At Zendesk we prize building software that just works. The reliability of our offering is paramount. We needed to build a platform that would smooth over some of these sharp edges and tradeoffs.

A detour into Kafka architecture

You can skip this section if you are familiar with Kafka. Or you can read up on it here. Otherwise a small refresher below:

Kafka is a distributed log. Each log is partitioned by topic. The topic’s events are all saved and processed in order. Consumers will pull at least one event from a topic, process the event, and periodically commit the latest event processed back to Kafka. This is known as the consumer offset.

Kafka is great at what it does. Creating a persisted, distributed log of events. It’s exceedingly fast. It’s resilient. Great at maintaining order. But for the software that we are building, we needed more than this. We needed to extend the capabilities given to us by Kafka, which is why we’ve built the EJD platform.

2. Streaming and Head Of Line Blocking

Head of line blocking is a term from queuing theory. You might have seen it IRL when shopping for groceries. If there is a store that has many customers and one cashier, when the customers attempt to check out, they’ll have to wait in line for their turn to be served. If the current customer being served is taking too long (payment terminal issues, or just perhaps having a lengthy yarn with the server.) Then every other customer waiting to be served will have to wait for the single server to be free again. In this case, the single customer who is taking too long to be served is at the ‘head’, and blocks the rest of the ‘line’.

Imagine there is a Kafka topic that logs an event for each and every user account update. Let’s call it user-updated. Every time a user updates their email, an event is produced to the user-updated topic. For every user, for every customer. That’s a lot of events. In periods of high usage we can see up to 500 per second.

In our example we have a service called service-z (Z for Zendesk, of course). Its purpose is to consume each event (in order) from the user-updated topic. Perform some transformation on the event body before forwarding it onward to another service. Finally, it marks the event as processed (committed).

What happens when the number of events that are published (arrival rate) to Kafka is larger than the number of events that our consumer can pull (service rate) over a window of time?

Well, the Kafka log will handily allow the producer to run ahead of the lagging consumer. The Kafka cluster will track the most recent event produced to the topic, whilst also tracking the last event that our consumer has processed (AKA the offset.) The difference between these two can be described as the ‘consumer lag’.
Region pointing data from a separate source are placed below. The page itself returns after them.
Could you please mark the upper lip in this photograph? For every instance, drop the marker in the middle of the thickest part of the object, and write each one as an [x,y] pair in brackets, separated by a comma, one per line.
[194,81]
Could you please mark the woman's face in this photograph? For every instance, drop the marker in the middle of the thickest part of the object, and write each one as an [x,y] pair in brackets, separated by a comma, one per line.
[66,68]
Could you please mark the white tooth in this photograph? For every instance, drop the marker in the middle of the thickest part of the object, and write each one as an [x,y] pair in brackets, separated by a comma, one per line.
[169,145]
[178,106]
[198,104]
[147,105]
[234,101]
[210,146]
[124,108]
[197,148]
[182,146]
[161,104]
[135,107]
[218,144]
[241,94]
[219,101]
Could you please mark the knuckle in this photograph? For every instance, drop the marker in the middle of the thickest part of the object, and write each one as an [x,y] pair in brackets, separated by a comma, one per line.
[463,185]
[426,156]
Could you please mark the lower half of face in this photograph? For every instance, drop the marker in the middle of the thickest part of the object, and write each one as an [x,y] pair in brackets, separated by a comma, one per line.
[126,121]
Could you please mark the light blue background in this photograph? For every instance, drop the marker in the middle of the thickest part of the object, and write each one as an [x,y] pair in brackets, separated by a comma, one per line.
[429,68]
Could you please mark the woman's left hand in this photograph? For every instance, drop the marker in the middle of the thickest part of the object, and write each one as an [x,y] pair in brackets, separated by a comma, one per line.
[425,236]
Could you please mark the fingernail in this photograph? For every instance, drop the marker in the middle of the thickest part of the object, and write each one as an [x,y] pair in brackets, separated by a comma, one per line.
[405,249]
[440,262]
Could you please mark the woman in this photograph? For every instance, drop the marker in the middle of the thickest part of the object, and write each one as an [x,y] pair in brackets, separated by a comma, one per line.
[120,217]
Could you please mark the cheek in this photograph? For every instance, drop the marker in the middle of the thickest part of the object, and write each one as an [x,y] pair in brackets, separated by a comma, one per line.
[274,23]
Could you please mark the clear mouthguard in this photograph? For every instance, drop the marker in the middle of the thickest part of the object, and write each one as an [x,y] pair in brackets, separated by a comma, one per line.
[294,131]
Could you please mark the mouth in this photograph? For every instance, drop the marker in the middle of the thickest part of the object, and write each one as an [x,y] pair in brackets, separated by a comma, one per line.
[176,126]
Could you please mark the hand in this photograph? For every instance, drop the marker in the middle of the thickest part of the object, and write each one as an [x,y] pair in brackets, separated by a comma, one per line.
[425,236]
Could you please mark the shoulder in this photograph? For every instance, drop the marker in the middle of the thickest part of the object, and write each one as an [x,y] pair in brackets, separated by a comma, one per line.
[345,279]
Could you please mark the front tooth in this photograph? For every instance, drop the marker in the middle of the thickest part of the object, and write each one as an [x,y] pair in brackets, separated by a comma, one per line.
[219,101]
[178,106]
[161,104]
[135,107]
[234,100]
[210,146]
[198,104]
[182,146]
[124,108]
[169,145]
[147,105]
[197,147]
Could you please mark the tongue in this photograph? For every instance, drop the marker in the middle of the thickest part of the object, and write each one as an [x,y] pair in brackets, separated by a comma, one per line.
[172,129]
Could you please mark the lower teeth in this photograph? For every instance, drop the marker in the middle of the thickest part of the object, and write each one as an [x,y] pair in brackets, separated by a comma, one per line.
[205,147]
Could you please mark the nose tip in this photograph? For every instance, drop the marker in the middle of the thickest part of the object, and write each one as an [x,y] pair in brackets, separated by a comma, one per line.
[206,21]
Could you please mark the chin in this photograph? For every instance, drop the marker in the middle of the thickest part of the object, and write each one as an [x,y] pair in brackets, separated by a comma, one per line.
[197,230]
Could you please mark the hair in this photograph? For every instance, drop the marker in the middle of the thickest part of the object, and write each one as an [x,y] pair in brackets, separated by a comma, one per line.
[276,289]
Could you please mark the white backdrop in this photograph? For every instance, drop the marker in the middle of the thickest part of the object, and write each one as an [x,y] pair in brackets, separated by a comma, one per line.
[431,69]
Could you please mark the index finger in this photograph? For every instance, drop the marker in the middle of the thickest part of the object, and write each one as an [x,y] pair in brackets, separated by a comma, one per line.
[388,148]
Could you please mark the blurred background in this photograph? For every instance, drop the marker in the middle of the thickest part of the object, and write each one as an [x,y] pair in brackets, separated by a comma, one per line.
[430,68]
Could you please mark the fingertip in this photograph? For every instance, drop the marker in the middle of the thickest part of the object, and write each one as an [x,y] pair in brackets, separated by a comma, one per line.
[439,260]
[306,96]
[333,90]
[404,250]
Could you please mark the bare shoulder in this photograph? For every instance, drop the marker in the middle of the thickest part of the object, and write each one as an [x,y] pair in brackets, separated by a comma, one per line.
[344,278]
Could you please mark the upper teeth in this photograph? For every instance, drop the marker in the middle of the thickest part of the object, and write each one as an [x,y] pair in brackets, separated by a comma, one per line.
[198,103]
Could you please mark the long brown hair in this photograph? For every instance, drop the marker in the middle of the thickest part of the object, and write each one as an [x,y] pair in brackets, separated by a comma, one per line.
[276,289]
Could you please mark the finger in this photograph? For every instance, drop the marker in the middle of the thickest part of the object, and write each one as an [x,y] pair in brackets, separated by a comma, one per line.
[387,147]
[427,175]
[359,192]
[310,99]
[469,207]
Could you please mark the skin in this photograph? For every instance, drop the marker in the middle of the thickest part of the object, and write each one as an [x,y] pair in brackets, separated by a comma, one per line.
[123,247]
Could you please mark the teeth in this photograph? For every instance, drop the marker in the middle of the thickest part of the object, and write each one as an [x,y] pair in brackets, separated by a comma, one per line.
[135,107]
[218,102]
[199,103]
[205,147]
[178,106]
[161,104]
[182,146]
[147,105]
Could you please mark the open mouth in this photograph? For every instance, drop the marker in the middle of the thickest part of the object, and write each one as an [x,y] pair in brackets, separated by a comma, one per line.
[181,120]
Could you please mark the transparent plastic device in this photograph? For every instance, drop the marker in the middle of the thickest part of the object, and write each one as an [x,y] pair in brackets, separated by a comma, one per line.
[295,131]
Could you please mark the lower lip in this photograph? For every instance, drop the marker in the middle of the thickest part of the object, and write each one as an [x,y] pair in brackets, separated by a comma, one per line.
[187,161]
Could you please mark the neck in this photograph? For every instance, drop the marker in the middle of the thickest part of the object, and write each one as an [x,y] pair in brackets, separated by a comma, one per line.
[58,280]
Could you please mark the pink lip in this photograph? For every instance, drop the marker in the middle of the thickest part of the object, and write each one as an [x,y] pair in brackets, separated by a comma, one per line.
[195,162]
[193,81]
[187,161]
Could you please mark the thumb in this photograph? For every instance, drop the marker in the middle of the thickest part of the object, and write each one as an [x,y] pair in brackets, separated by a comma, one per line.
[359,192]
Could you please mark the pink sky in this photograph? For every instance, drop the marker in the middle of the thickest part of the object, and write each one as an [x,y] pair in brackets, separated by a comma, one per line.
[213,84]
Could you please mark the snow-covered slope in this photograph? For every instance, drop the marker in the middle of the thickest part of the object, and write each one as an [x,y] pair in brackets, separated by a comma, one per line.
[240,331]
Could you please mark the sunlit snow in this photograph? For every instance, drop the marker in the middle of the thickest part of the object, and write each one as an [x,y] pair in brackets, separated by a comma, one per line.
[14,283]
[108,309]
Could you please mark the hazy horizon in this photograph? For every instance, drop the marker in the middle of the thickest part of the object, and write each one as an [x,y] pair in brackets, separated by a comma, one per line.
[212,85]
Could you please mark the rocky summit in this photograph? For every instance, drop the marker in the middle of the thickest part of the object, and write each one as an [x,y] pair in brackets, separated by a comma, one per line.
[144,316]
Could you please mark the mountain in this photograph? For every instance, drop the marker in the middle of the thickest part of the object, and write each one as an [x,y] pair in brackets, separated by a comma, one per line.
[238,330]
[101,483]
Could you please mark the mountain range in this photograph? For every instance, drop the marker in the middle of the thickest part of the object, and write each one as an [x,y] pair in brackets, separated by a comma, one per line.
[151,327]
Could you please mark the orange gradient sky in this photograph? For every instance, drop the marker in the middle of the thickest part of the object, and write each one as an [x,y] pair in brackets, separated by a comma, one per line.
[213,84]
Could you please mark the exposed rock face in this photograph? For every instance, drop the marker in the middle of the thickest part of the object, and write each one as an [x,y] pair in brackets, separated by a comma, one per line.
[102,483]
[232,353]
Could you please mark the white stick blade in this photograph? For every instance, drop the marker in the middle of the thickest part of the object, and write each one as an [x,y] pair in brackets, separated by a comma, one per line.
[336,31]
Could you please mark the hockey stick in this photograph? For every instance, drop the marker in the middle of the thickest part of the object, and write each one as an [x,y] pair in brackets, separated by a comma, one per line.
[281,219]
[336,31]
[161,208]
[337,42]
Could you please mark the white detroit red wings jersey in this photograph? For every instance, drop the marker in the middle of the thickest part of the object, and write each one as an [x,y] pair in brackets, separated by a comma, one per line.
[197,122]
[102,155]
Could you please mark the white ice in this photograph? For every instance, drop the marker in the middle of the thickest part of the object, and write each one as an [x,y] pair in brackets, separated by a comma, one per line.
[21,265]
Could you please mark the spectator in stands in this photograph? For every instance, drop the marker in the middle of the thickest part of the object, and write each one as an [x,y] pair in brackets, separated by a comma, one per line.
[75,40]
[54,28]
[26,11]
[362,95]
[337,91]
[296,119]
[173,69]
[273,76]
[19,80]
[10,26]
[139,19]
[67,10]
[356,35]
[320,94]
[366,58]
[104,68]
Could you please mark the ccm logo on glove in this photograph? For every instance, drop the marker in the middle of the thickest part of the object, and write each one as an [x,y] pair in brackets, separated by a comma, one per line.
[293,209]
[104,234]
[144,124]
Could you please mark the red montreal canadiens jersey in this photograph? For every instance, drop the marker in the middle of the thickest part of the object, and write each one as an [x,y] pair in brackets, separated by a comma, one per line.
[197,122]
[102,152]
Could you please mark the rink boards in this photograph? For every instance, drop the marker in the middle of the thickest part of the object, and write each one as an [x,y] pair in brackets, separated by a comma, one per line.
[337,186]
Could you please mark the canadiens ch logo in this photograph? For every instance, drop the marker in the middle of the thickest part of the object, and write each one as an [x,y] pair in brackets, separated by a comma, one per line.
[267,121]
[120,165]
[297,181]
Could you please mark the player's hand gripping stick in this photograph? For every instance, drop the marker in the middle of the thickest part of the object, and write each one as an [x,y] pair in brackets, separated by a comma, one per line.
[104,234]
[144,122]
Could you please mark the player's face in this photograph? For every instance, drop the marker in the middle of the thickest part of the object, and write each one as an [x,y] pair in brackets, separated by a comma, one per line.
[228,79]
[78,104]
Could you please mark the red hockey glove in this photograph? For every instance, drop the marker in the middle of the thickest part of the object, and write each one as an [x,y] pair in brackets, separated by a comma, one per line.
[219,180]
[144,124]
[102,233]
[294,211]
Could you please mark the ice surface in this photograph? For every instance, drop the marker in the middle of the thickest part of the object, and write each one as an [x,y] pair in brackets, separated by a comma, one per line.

When the consumer lag begins to grow, the end-to-end latency of an event being consumed will increase. If your system doesn’t rely on maintaining a low processing time, this is fine. You can use Kafka to keep track of all of the events not committed and pull them off when the service nodes have capacity.

But, in our use case we do care about the event latency. We can’t have events dwelling for minutes inside of Kafka. What can we do about this? If you are familiar with Kafka you might consider adding extra topic partitions and increasing the amount of service workers. However, adding extra partitions is expensive: it comes at the cost of increased Kafka complexity, and so most advise against increasing the partition count into the thousands. You could also increase the CPU/memory resources of the host machine to help with the processing of Kafka events. However both of these options have upper bounds to the amount the lever can be pulled. We needed something that would flexibly scale as our data load increased.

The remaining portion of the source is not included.